Local, in-process data storage
Schema-neutral, application native data format
Indexed and sequential retrieval (Btree, Queue, Recno, Hash)
Multiple processes per application and multiple threads per process
Fine grained and configurable locking for highly concurrent systems
Multi-version concurrency control (MVCC)
Support for secondary indexes
In-memory, on disk or both
Online Btree compaction
Online Btree disk space reclamation
Online abandoned lock removal
On disk data encryption (AES)
Records up to 4GB and tables up to 256TB
Update: Just ran across this project and thought of the question you posted:
http://tokyocabinet.sourceforge.net/index.html . It is under LGPL, so not compatible with your restrictions, but an interesting project to check out, nonetheless.

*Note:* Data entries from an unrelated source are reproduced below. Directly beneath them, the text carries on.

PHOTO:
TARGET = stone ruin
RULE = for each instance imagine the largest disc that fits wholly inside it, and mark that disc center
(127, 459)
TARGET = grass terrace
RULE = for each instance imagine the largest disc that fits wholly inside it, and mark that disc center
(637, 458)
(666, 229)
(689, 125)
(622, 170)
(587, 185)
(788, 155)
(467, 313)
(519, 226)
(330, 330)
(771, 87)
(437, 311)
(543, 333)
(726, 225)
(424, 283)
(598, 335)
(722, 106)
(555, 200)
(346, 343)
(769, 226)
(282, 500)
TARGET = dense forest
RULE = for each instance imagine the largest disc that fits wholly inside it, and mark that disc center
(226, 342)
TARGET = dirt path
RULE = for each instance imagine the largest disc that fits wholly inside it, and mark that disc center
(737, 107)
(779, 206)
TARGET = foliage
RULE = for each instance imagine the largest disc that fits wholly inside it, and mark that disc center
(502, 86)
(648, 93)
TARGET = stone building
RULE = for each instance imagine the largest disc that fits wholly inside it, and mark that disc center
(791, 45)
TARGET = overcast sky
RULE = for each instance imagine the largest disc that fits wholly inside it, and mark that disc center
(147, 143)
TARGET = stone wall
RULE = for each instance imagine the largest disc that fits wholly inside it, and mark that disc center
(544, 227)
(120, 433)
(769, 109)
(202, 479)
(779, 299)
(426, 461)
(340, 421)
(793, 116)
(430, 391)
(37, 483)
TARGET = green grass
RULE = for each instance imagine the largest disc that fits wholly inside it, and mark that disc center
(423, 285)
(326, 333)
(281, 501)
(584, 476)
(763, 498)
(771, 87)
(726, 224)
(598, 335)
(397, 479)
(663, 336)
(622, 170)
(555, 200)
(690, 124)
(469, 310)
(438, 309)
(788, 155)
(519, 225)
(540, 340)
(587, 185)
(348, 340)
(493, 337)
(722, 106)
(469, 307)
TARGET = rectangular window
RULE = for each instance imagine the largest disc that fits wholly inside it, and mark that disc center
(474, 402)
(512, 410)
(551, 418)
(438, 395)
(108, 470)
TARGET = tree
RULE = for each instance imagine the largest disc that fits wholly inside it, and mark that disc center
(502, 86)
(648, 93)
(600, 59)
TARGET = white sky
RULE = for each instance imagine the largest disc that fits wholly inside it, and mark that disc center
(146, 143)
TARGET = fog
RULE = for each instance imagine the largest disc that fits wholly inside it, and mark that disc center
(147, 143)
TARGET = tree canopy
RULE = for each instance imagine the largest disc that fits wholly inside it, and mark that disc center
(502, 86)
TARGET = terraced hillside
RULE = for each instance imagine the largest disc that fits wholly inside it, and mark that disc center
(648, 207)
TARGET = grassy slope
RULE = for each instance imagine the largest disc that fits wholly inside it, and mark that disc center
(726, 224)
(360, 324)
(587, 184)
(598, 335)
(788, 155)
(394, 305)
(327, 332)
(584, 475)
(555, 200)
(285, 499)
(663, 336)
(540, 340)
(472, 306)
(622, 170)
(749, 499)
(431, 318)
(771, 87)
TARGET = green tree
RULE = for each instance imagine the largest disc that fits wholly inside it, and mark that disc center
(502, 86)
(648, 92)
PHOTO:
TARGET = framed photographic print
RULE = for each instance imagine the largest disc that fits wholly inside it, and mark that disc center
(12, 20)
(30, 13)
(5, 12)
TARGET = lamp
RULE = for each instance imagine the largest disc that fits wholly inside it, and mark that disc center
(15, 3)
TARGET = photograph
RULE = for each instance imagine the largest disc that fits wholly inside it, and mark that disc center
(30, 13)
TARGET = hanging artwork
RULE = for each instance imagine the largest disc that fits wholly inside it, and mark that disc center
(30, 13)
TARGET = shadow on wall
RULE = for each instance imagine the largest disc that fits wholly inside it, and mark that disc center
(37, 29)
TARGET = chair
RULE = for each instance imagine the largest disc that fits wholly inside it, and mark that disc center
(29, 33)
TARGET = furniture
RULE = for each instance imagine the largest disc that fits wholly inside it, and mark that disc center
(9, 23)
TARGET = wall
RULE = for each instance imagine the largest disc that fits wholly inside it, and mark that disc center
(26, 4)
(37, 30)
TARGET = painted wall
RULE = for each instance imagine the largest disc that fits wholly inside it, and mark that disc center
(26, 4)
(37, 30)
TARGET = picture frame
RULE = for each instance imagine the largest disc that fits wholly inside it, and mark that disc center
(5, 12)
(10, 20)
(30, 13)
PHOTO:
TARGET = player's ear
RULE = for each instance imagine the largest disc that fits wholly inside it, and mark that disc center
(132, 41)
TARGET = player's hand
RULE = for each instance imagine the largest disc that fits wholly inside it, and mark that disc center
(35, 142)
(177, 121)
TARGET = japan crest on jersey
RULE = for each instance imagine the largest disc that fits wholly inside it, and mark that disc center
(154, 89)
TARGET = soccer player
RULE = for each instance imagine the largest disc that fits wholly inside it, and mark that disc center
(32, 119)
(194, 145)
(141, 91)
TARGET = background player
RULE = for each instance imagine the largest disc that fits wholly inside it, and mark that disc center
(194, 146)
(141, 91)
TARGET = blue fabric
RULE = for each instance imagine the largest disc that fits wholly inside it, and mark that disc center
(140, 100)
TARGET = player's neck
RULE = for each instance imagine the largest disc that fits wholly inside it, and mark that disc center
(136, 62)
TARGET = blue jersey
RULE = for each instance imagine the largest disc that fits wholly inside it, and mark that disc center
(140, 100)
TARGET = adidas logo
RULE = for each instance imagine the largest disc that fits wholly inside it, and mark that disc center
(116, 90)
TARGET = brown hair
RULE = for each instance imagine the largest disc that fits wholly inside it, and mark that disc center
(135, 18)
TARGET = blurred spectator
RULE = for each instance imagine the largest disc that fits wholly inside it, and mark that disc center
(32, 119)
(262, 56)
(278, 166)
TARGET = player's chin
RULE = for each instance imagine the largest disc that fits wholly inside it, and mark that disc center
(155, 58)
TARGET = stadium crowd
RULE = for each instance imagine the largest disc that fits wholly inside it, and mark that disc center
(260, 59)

SQLite would meet those criteria, except for the eventual shared file scenario in the future (and actually it could probably do that to if the network file system implements file locks correctly).
Many good solutions (such as SQLite) have been mentioned. Let me add two, since you don't require SQL:
HamsterDB fast, simple to use, can store arbitrary binary data. No provision for shared databases.

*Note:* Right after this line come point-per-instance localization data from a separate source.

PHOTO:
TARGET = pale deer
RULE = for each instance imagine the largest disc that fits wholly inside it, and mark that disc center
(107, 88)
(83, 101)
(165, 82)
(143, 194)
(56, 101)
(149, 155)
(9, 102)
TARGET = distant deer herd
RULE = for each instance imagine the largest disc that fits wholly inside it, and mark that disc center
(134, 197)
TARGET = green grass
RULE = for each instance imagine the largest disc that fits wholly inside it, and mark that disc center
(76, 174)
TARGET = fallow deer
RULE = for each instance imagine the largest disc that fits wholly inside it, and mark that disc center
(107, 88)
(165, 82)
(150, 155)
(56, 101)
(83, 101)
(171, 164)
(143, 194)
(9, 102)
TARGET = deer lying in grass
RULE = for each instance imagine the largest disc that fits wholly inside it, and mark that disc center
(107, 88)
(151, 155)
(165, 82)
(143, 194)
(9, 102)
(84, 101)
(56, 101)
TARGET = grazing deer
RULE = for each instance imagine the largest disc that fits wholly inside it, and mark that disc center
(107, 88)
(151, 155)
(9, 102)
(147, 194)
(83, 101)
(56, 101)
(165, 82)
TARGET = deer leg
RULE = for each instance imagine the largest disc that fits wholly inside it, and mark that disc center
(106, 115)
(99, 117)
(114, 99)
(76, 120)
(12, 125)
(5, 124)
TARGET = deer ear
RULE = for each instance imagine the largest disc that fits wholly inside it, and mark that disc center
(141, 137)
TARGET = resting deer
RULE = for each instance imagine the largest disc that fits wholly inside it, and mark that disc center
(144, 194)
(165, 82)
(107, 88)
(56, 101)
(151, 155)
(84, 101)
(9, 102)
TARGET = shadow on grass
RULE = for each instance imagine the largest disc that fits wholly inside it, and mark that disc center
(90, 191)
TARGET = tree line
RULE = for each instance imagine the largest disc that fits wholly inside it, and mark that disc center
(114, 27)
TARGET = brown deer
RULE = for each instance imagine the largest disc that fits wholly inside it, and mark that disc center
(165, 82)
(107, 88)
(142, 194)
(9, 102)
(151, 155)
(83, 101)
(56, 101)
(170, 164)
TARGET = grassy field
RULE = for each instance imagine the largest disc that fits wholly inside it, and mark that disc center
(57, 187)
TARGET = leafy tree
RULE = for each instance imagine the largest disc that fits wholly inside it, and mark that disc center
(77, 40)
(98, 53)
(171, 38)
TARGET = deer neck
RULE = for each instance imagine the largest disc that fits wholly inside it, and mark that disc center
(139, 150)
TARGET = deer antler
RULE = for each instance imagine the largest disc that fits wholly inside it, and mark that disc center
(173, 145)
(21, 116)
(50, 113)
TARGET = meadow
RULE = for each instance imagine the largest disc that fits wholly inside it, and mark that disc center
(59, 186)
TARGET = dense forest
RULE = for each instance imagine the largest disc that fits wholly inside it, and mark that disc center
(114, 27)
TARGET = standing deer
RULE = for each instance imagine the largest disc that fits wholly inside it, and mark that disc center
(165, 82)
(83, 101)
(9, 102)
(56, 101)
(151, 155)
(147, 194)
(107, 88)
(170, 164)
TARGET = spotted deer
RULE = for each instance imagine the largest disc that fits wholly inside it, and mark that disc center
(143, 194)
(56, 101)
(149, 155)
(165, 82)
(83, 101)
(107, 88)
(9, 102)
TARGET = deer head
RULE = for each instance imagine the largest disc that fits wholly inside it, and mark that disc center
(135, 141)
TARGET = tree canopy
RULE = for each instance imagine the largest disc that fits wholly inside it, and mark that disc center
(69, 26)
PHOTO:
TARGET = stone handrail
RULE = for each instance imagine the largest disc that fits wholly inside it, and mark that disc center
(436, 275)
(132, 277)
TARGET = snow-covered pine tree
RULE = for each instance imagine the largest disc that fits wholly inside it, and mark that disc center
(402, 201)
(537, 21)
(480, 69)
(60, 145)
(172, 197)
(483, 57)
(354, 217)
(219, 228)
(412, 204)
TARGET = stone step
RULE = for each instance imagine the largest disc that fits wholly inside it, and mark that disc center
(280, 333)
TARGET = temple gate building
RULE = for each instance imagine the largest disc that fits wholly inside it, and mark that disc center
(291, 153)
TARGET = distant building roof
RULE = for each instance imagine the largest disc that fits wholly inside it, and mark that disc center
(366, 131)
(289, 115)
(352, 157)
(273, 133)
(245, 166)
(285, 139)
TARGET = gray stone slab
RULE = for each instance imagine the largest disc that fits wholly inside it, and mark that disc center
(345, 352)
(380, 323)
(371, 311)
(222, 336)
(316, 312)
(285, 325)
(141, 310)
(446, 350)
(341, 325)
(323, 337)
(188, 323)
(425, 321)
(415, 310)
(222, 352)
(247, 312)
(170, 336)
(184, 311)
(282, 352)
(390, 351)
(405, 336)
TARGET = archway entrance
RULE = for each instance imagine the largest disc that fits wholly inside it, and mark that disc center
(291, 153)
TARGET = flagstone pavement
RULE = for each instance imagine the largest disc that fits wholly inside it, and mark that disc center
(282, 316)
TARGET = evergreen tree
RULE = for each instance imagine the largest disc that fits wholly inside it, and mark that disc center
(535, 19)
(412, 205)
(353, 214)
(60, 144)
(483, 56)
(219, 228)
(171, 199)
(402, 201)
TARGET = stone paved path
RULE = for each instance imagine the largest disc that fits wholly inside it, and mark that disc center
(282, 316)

Glib HashTable module seems quite interesting too and is very
common so you won't risk going into a dead end. On the other end,
I'm not sure there is and easy way to store the database on the
disk, it's mostly for in-memory stuff
I've tested both on multi-million records projects.
As you are familiar with Fairtree, then you are probably also familiar with Raima RDM.
It went open source a few years ago, then dbstar claimed that they had somehow acquired the copyright. This seems debatable though. From reading the original Raima license, this does not seem possible. Of course it is possible to stay with the original code release. It is rather rare, but I have a copy archived away.
SQLite tends to be the first option. It doesn't store data as strings but I think you have to build a SQL command to do the insertion and that command will have some string building.
BerkeleyDB is a well engineered product if you don't need a relationDB. I have no idea what Oracle charges for it and if you would need a license for your application.
Personally I would consider why you have some of your requirements . Have you done testing to verify the requirement that you need to do direct insertion into the database? Seems like you could take a couple of hours to write up a wrapper that converts from whatever API you want to SQL and then see if SQLite, MySql,... meet your speed requirements.
There used to be a product called b-trieve but I'm not sure if source code was included. I think it has been discontinued. The only database engine I know of with an ISAM orientation is c-tree.